There is more life in the scriptures when I don’t come to a text as if I have all the answers. There is more life when I approach with a sense of openness to correction and surprise, and I lean into ambiguity. There is great freedom in not putting all the pieces together neatly. There is much to learn by following Rachel Held Evans’s advice by looking for the forgotten Rahabs in the text. Then we can scratch our heads or raise our fists at what seems to be cruel destruction. We may feel defensive, or angry, or just need to sit with confusion. We are, after all, people of faith, called to trust in the unknowable and the unseeable.

This kind of openness to the text allows it to speak into the present. It is the kind of reading that has catalyzed freedom movements, peaceably overthrown regimes, and transformed lives. I love Walter Brueggemann’s reflection on Moses in his Prophetic Imagination

“No prophet ever sees things under the aspect of eternity. It is always partisan theology, always for the moment, always for the concrete community, satisfied to see only a piece of it all and to speak out of that at the risk of contradicting the rest of it. Empires prefer reasoned voices who see it all, who understand both sides, and who regard polemics as unworthy of God and divisive of the public good. But what an energizing statement! In his passion and energy, Moses takes sides with losers and powerless marginal people; he has not yet grown cynical with the ‘double speak’ of imperial talk and so dares to speak before the data are in and dares to affront more subtle thinking.”

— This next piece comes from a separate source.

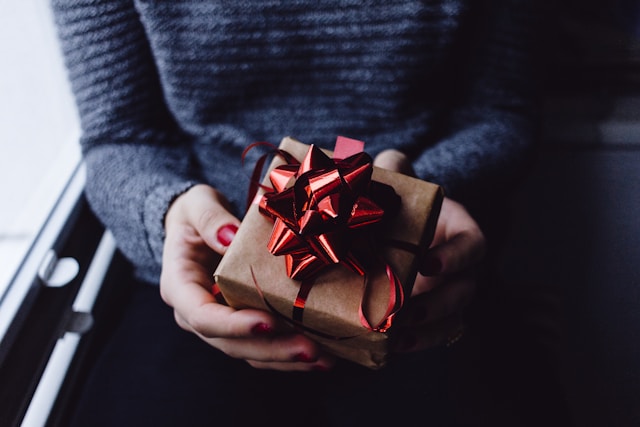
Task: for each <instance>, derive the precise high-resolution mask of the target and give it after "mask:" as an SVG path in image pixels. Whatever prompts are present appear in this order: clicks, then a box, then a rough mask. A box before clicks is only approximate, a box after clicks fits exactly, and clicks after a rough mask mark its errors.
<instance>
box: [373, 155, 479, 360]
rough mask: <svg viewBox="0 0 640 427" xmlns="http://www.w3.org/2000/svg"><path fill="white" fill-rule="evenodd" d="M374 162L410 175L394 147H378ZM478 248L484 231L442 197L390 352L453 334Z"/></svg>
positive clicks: (476, 266)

Desmond Tutu, critiquing the ways in which Dutch Reformed theologies had been twisted to justify apartheid in South Africa, said, “But we note that some of the best theologies have come not from the undisturbed peace of a don’s study, or his speculations in a university seminar, but from a situation where they have been hammered out on the anvil of adversity, in the heat of the battle, or soon thereafter.”

And Allan Boesak, South African anti-apartheid leader, echoes Barthian language when he writes, “It is in the concrete experience of actual human experience that the word of God shows itself alive and more powerful.”

Leaning into our human experience and extending curiosity toward scripture, toward those who question our faith, toward those who question themselves is—of course—not safe. We just cannot know where it may lead. But for those of us for whom the wide road has so often been safe, simple, systemic, and altogether exhausting, this narrow one seems a good bit more faithful.

Don’t get me wrong, I am not advocating a departure at every turn from the history, traditions, and theologies in which our faith has grown, I’m just saying it’s okay to get curious and see where that curiosity leads. My experience is that it leads toward a deeper kind of faithfulness, one both more free and more grounded in the quite curious person of Jesus Christ.